The ads also contain images of Swift and Youngkin and the hashtag #WeStandWithTaylor, which fans used to support the singer amid the controversy.
In 2019, Braun’s Ithaca Holdings acquired Big Machine Label Group — and with it, the entire catalog Swift released via the Scott Borchetta-owned label — in a $300 million deal. Following the deal, Swift took to Tumblr to reveal that she learned about it “as it was announced to the world,” and the news reminded her of the “incessant, manipulative bullying” she “received at [Braun’s] hands for years.”
In a 2019 tweet, Swift asked The Carlyle Group to intervene after Braun and Borchetta, she claimed, prevented her from performing her music at the American Music Awards, where she was set to receive the Artist of the Decade award. She also said Borchetta and Braun had declined a request to use her older music and performance footage for the Netflix documentary Taylor Swift: Miss Americana.

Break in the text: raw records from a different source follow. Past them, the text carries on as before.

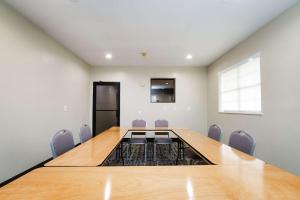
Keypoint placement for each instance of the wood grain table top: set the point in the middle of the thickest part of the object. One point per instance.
(158, 182)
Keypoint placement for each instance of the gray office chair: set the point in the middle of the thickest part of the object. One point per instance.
(138, 140)
(61, 142)
(166, 140)
(85, 133)
(242, 141)
(214, 132)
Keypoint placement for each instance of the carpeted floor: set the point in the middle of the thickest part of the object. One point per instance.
(164, 156)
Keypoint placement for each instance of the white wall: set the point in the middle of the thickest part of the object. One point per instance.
(189, 111)
(37, 78)
(277, 131)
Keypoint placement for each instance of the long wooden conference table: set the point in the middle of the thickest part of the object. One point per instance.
(77, 175)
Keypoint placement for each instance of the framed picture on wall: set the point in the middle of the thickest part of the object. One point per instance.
(162, 90)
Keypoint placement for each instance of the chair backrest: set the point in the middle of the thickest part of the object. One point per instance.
(138, 134)
(214, 132)
(242, 141)
(85, 133)
(139, 123)
(61, 142)
(161, 134)
(161, 123)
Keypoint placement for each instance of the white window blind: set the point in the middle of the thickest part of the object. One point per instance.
(240, 89)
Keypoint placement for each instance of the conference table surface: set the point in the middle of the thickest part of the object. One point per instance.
(234, 175)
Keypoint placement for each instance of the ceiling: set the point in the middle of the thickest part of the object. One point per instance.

“I’m especially asking for help from The Carlyle Group, who put up money for the sale of my music to these two men,” Swift tweeted at the time.
More than a year later, Braun sold the master rights to the singer’s first six albums to Shamrock Holdings. At the time, Swift revealed on Twitter that her team received a letter from the private equity company informing them that it had bought all of her music, videos and album art from Braun. “This was the second time my music had been sold without my knowledge,” Swift wrote.

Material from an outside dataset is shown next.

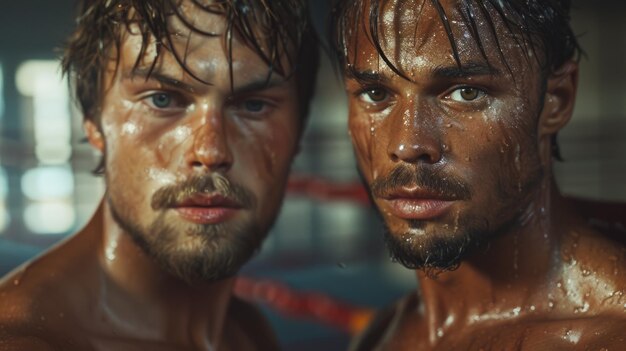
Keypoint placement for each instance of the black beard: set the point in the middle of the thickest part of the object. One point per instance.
(437, 252)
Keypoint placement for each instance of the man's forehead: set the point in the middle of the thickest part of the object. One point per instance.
(421, 34)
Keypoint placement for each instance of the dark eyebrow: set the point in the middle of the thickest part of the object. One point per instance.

Determined to own her music, Swift announced she would re-record her first six albums and has since released Fearless (Taylor’s Version) and will unveil Red (Taylor’s Version) in November.

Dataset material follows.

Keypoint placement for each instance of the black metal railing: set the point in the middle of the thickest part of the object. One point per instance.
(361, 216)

Youngkin’s campaign spokesperson Christian Martinez told Axios of the Swift ads, “Terry McAuliffe has reached the stage of desperation in his campaign where he’s rolling out the most baseless attacks to see what sticks. It’s a pathetic fall that could only be achieved by a 43-year political hack.”
The Hollywood Reporter has reached out to reps for Swift, McAuliffe and Youngkin.